Einde inhoudsopgave
Omgevingsbesluit - Nota van toelichting
4.4.6 Effecten
Geldend
Geldend vanaf 01-01-2024
- Bronpublicatie:
03-07-2018, Stb. 2018, 290 (uitgifte: 31-08-2018, kamerstukken/regelingnummer: -)
- Inwerkingtreding
01-01-2024
- Bronpublicatie inwerkingtreding:
05-04-2023, Stb. 2023, 113 (uitgifte: 07-04-2023, kamerstukken/regelingnummer: -)
- Vakgebied(en)
Omgevingsrecht / Algemeen
Omgevingsrecht / Omgevingswet
In de memorie van toelichting bij het wetsvoorstel voor de Omgevingswet1. zijn in paragraaf 4.5.6 de effecten beschreven van de wijziging van het stelsel. Deze paragraaf richt zich op de effecten van de verdere invulling van de projectprocedure in dit besluit.
De effecten betreffen:
- •
Bestuurlijke vrijheid om participatie passend bij de opgave in te richten op een manier die het meest doelmatig is. Afhankelijk van de grootte en complexiteit van de opgave en de mogelijke oplossingen hiervoor, kan het participatietraject zo optimaal mogelijk worden ingevuld en kunnen de meest passende participatievormen worden gehanteerd. Zo vereist een mobiliteitsopgave van een grote stad een andere participatieaanpak dan de concrete verbreding van een snelweg. Dit besluit stelt dan ook geen nadere eisen aan de wijze waarop participatie wordt ingericht. Aan de wijze van kennisgeven van participatie worden ook geen nadere eisen gesteld. Wél vereist dit besluit dat vooraf door middel van de kennisgeving voor iedereen duidelijk wordt wie wanneer kan deelnemen en waarover men betrokken wordt.
- •
Meer keuzevrijheid van het bevoegd gezag bij de invulling van de projectprocedure. De voorkeursbeslissing is alleen een verplichte stap voor bepaalde weg, vaarweg- en spoorprojecten. Dit besluit geeft het bevoegd gezag echter de vrijheid om vrijwillig een voorkeursbeslissing te nemen als dat voor de opgave een meerwaarde heeft, bijvoorbeeld bij een complexe opgave waar verschillende belangen spelen.
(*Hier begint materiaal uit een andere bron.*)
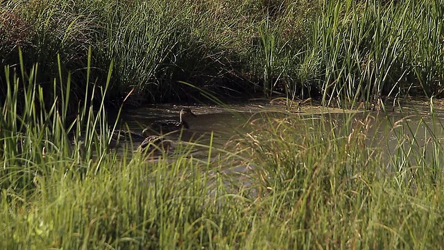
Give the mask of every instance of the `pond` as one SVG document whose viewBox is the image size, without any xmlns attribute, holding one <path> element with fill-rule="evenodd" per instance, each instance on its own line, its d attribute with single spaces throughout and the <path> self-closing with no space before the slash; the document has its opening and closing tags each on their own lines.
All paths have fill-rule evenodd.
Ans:
<svg viewBox="0 0 444 250">
<path fill-rule="evenodd" d="M 124 110 L 119 121 L 132 131 L 142 131 L 151 122 L 159 119 L 178 119 L 182 107 L 190 108 L 196 117 L 187 121 L 190 128 L 183 131 L 181 141 L 197 142 L 203 145 L 210 143 L 212 133 L 212 146 L 222 148 L 230 138 L 246 133 L 260 133 L 261 122 L 254 126 L 244 126 L 251 121 L 266 117 L 275 119 L 295 118 L 291 122 L 298 122 L 301 126 L 301 136 L 309 136 L 304 131 L 304 126 L 314 126 L 314 131 L 323 129 L 325 133 L 339 133 L 348 136 L 352 129 L 362 123 L 370 125 L 366 131 L 368 145 L 386 149 L 393 153 L 400 149 L 400 145 L 405 144 L 405 149 L 416 147 L 416 150 L 424 147 L 431 137 L 441 140 L 443 126 L 441 119 L 444 117 L 444 110 L 434 109 L 434 116 L 430 115 L 430 108 L 427 103 L 420 101 L 403 102 L 402 106 L 388 112 L 348 110 L 341 108 L 325 108 L 312 103 L 305 103 L 299 112 L 293 107 L 290 111 L 285 106 L 271 103 L 267 101 L 255 101 L 230 103 L 223 106 L 190 105 L 176 106 L 160 104 L 147 106 L 142 108 Z M 111 114 L 112 115 L 112 114 Z M 115 119 L 115 118 L 114 118 Z M 264 119 L 262 122 L 266 122 Z M 322 128 L 316 127 L 322 124 Z M 348 128 L 345 128 L 348 126 Z M 415 136 L 412 136 L 415 135 Z M 178 136 L 178 135 L 173 135 Z M 135 144 L 135 147 L 137 145 Z M 427 151 L 428 146 L 423 150 Z M 205 147 L 195 154 L 196 157 L 207 156 Z M 244 166 L 245 167 L 245 166 Z"/>
</svg>

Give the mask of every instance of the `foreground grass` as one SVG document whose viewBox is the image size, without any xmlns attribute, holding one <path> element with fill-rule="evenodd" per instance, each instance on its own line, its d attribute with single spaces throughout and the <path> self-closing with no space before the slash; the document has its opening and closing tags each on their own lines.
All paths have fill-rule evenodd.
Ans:
<svg viewBox="0 0 444 250">
<path fill-rule="evenodd" d="M 91 60 L 90 51 L 87 79 Z M 442 247 L 443 126 L 433 99 L 416 125 L 388 119 L 377 128 L 371 116 L 344 114 L 336 127 L 328 115 L 263 115 L 225 149 L 210 140 L 217 157 L 196 158 L 189 152 L 198 145 L 189 144 L 155 161 L 108 147 L 117 126 L 110 127 L 104 106 L 112 64 L 104 88 L 87 88 L 74 120 L 69 75 L 59 64 L 52 88 L 65 94 L 50 95 L 46 109 L 35 68 L 6 69 L 3 248 Z M 96 109 L 89 101 L 97 96 Z M 387 133 L 370 136 L 375 126 Z M 395 138 L 395 147 L 382 138 Z M 247 171 L 227 171 L 239 165 Z"/>
<path fill-rule="evenodd" d="M 431 146 L 425 144 L 407 156 L 410 161 L 387 162 L 384 148 L 365 144 L 373 120 L 356 125 L 348 118 L 350 131 L 314 131 L 309 127 L 318 122 L 308 120 L 302 130 L 311 133 L 304 136 L 293 133 L 301 130 L 301 117 L 266 119 L 260 131 L 233 142 L 253 166 L 239 176 L 223 171 L 230 167 L 223 160 L 186 154 L 153 162 L 138 154 L 106 153 L 78 162 L 47 153 L 32 169 L 5 165 L 3 160 L 9 170 L 46 170 L 37 171 L 22 190 L 2 185 L 1 244 L 8 249 L 441 247 L 441 147 L 434 146 L 438 154 L 431 158 L 420 153 Z M 428 143 L 435 143 L 431 138 Z M 404 144 L 399 147 L 413 148 Z"/>
</svg>

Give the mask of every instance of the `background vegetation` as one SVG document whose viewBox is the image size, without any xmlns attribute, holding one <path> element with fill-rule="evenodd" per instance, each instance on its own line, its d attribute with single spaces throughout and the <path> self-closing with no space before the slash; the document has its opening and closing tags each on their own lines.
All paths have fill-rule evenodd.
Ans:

Daarnaast worden de nadere regels ook zo beperkt mogelijk ingevuld. Bij de voorkeursbeslissing vereist dit besluit, aanvullend aan de vereisten vanuit de wet, alleen een nadere invulling van de voorkeur en een motivering over participatie.
- •
Vermindering van het aantal regels en daarmee minder administratieve en bestuurslasten, en verbetering van de inzichtelijkheid van het stelsel. Zo komt een deel van de procedurele vereisten uit de Tracéwet en de Wro niet terug zoals de overlegverplichtingen. Ook inhoudelijke vereisten uit bijvoorbeeld de Tracéwet komen niet terug, zoals specifieke bepalingen over de inhoud van een tracébesluit.
- •
Geïntegreerde besluitvorming en een betere afstemming tussen alle toestemmingen in één besluit, doordat andere besluiten kunnen worden meegenomen in het projectbesluit. Dit is aanvullend op het meenemen van de benodigde omgevingsvergunningen wat al in de wet is geregeld.